The Tennessee Board of Regents met on Feb. 18 to discuss plans to create a task force that will research campus safety and security for nearly six months.
The goal of the campus safety task force is to prevent incidents on campuses rather than having to react to an incident, according to TBR officials.
Members of the task force will study the schools that are a part of the TBR, as well as other schools, and report its findings by the September board meeting.
The task force will include representation from each of the three types of postsecondary institutions headed by the TBR, including community colleges, technical colleges and universities—like the University of Memphis.
Although TBR has plans to strengthen security on its college campuses, the U of M is already two phases in on a safety project they began in 2014, said campus assistant chief of police and director of police operations Derek Myers.
Students at the U of M will soon need their student ID cards to enter more buildings on campus due to nearly $1.3 million in security updates and changes.
Electronic doors that can be locked and unlocked remotely are replacing scores of exterior doors, thumb latches and deadbolts are being added to classroom doors in older buildings like Patterson and Clement. These repairs will cost close to $400,000.
Using electronic doors will allow University security to lock and unlock the doors at specific times from a central location.
The U of M is adding the central locking system to existing electronic exterior doors, interior doors and electronic exterior doors to be installed, which will allow the doors to be locked even while open.

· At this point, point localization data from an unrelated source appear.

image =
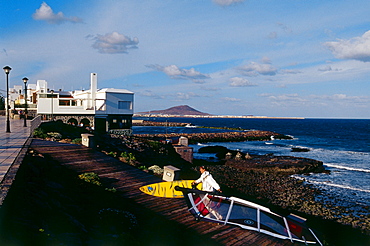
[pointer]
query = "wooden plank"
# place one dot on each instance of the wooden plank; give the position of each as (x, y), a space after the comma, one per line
(127, 180)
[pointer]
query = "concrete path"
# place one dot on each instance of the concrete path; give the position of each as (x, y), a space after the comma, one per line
(13, 145)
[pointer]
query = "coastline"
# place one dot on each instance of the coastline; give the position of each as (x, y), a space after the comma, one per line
(337, 223)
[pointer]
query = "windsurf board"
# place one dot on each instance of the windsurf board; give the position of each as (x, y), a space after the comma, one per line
(167, 189)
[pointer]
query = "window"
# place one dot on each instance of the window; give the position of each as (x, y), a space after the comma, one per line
(124, 105)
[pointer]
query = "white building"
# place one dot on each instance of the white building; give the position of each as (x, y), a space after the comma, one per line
(105, 110)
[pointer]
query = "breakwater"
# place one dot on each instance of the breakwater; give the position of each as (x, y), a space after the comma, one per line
(220, 136)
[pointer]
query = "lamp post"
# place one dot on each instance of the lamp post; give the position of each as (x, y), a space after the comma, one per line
(25, 101)
(52, 99)
(7, 71)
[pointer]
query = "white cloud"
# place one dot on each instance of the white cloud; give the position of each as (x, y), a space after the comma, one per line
(227, 2)
(290, 71)
(175, 72)
(254, 68)
(327, 68)
(357, 48)
(114, 43)
(185, 96)
(149, 93)
(239, 82)
(231, 99)
(45, 13)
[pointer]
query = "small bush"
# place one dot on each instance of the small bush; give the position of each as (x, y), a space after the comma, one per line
(90, 177)
(156, 169)
(77, 141)
(39, 133)
(54, 135)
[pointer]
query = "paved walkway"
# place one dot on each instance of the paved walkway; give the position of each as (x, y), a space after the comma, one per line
(13, 145)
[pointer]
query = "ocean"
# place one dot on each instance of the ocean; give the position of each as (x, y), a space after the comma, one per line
(343, 145)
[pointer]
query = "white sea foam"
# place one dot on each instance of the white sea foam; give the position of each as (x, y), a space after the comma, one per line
(348, 168)
(338, 186)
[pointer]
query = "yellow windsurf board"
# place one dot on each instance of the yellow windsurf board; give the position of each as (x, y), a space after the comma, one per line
(167, 189)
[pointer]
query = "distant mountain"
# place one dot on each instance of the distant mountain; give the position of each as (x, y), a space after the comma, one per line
(178, 110)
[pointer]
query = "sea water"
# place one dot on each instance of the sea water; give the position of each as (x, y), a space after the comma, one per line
(343, 145)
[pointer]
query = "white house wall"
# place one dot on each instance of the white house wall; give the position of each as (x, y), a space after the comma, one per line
(112, 103)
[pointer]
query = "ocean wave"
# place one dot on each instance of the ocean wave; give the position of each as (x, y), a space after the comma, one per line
(341, 152)
(338, 186)
(348, 168)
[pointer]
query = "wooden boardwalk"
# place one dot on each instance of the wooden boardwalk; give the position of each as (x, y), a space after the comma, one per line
(127, 180)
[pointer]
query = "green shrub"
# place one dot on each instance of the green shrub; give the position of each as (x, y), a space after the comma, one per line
(39, 133)
(77, 141)
(129, 157)
(54, 135)
(90, 177)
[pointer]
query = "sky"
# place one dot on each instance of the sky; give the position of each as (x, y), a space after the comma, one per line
(291, 58)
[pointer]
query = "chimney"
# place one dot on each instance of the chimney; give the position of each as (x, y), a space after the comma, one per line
(93, 88)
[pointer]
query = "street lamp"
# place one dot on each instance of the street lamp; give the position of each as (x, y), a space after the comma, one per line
(25, 101)
(7, 71)
(52, 99)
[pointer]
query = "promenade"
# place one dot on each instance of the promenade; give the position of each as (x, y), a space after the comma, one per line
(13, 147)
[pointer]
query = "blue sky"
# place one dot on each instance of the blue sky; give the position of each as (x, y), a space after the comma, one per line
(291, 58)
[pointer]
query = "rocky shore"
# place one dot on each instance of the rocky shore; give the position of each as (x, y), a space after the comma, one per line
(219, 136)
(263, 179)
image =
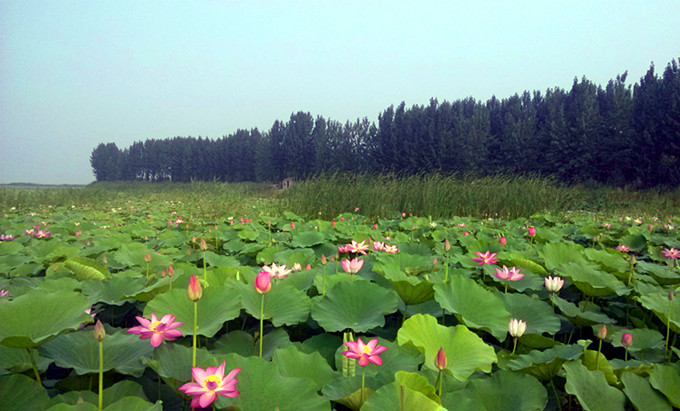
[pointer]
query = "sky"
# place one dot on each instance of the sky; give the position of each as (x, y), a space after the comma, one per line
(74, 74)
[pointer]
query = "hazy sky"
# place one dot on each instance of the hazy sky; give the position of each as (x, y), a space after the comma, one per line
(74, 74)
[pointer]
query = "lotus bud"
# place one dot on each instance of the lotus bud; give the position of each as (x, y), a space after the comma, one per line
(194, 291)
(447, 245)
(516, 328)
(627, 340)
(99, 332)
(263, 282)
(440, 360)
(602, 332)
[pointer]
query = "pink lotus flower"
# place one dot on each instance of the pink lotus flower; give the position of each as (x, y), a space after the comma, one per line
(365, 353)
(263, 282)
(508, 274)
(352, 266)
(622, 248)
(670, 253)
(157, 331)
(277, 271)
(553, 284)
(486, 258)
(210, 383)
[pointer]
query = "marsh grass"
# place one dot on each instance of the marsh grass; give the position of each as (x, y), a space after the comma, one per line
(376, 196)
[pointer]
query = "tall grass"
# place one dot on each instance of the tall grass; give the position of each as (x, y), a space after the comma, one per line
(376, 196)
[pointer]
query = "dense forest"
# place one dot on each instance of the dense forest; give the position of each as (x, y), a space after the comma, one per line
(617, 134)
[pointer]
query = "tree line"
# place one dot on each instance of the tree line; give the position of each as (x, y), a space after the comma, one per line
(617, 134)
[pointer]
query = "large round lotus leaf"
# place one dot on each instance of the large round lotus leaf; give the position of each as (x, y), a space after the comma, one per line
(112, 291)
(555, 254)
(38, 316)
(18, 392)
(592, 281)
(283, 304)
(307, 239)
(538, 314)
(503, 390)
(641, 394)
(465, 351)
(17, 360)
(474, 305)
(667, 380)
(579, 316)
(545, 365)
(217, 306)
(80, 351)
(241, 343)
(653, 298)
(412, 294)
(591, 388)
(261, 387)
(357, 305)
(395, 395)
(292, 363)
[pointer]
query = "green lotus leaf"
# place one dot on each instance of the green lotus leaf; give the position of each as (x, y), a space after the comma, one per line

“The problem was that people started asking questions about active shooters, so we gave them guidelines on the best practices,” said Myers. “We recommended locking classroom doors, but people were saying that they couldn’t lock the doors.”

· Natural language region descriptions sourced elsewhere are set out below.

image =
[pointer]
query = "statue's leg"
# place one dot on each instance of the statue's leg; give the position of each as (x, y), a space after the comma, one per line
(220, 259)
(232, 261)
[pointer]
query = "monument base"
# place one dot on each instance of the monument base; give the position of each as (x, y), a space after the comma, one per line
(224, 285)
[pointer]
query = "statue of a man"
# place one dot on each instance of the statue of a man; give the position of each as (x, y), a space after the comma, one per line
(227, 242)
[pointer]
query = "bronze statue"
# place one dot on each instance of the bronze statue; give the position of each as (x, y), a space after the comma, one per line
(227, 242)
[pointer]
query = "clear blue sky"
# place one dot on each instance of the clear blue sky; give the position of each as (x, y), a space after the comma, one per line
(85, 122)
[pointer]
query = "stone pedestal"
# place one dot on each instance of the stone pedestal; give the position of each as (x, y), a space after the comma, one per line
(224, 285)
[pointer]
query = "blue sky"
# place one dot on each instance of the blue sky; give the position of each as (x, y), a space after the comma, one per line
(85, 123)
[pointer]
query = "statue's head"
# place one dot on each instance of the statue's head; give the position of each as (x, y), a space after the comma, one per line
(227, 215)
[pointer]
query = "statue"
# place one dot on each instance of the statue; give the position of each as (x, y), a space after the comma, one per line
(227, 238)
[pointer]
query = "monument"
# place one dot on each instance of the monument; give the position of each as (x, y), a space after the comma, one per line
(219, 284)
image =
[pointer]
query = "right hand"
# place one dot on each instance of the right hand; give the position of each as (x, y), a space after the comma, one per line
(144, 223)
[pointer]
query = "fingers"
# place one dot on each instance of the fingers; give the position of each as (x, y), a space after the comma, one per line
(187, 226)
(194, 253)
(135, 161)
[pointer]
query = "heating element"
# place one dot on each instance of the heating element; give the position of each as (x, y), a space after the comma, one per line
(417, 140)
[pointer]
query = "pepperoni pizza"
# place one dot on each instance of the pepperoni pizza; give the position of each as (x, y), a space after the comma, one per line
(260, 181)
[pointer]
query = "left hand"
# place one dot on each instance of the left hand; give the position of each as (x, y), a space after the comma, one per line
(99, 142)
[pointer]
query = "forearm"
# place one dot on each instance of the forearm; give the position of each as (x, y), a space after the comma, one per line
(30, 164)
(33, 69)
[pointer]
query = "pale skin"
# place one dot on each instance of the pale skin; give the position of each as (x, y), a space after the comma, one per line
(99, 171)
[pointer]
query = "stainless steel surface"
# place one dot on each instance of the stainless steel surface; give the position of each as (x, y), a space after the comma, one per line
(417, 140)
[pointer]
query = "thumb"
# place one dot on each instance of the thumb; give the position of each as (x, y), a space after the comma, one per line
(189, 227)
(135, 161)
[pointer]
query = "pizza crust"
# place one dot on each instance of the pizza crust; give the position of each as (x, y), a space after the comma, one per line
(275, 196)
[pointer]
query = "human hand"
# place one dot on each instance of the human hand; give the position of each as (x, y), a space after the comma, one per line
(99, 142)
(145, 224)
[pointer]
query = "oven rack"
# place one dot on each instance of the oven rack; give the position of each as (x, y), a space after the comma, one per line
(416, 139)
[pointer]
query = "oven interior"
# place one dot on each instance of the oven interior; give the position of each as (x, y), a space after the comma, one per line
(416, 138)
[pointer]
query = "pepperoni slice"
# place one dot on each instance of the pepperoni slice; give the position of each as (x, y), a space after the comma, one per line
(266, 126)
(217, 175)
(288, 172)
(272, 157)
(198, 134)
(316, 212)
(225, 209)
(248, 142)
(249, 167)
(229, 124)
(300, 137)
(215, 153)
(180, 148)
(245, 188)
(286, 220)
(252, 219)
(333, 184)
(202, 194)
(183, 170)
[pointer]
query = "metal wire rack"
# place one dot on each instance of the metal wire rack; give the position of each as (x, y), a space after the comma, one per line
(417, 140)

The University is also expanding the number of buildings that have card readers, which would allow a student to swipe his or her student ID card to enter a building that has been locked after normal operating hours.
Security updates and changes on campus have very little to do with a specific incident or threat, Myers said.
Amongst other universities in the state of Tennessee with more than 5,000 students, including those overseen by the TBR, the U of M continues to have an extremely low crime rate, Myers said.
U of M’s latest security updates are part of a project that will last for more than several years. Also known as Phase 2, the project seeks to equip every education and general-use building on the main campus with doors that can be accessed with a valid ID card outside of normal operating hours.
Phase 1, a $1.75 million project began in 2014 when the U of M began replacing the old exterior doors on nearly all campus buildings.
Board approval is not required in order for the TBR to create the campus safety task force.